As the world is getting ready for the annual Remembrance Day events, to commemorate the sacrifices of the soldiers who died in the line of duty during the First World War, there is a complete silence about the brutal killings of the Indian soldiers by the violent mobs because of their religious identity.
At least 50 Sikh soldiers were murdered by the mobs in India - Commonwealth nation, in the first week of November 1984, following the assassination of the then Prime Minister Indira Gandhi by her Sikh bodyguards.
The killings happened close to the Remembrance Day when the world was paying tributes to their war heroes for laying down their lives for safety and security of the people. But in the world’s so-called largest democracy, the mobs instigated by the followers of Indira Gandhi unashamedly captured and killed Sikh soldiers in retaliation for their leader's murder.
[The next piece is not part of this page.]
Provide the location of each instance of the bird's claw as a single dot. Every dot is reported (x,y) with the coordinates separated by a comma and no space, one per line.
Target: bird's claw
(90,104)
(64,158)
Most of these soldiers were travelling, either to join the active duty or returning home, when the violence against the Sikhs began after the news of Gandhi’s assassination broke out.
The mobs systematically killed thousands of innocent Sikhs as the police either remained a mute spectator or joined the gangs.
Many of the slain soldiers were in uniforms. It is a standard practice among the Indian soldiers to travel in uniforms especially on public transit. The mobs and their leaders, who their political masters claimed got carried away by nationalism and the assassination of a popular leader, remained undeterred in their mission to punish every Sikh, including the soldiers on the streets.
It’s a shame that the Indian state not only let ordinary Sikh civilians die like dogs but also let its goons go after the very people who have been serving in defence of their nation on the frontlines. The dead included a few high-ranking officers, while others were mostly junior soldiers. We may never be able to lay hands on the actual number of soldiers who were killed, but the Sikh massacre memorial built at Rakab Ganj Sahib Gurdwara in New Delhi bears the names of 50 Sikh soldiers who were murdered during the mayhem.
This is in sharp contrast to the respect and love the soldiers receive worldwide during the Remembrance Day week. Will there ever be a remembrance for those Sikh soldiers who were slaughtered by their own people? The Indian nation that itself was complicit in these killings won’t accept it, forget handing out poppies in their memory to the masses by the Indian army. Maybe Canada, that claims to be a Human Rights leader in the world or other Commonwealth states that recognize the contribution of Sikh soldiers in the world wars, one day speak out for those men who died at the hands of bigots. For now, just keep those Sikh soldiers in your prayers when you pin a poppy on your chest and go to a Remembrance Day event this weekend.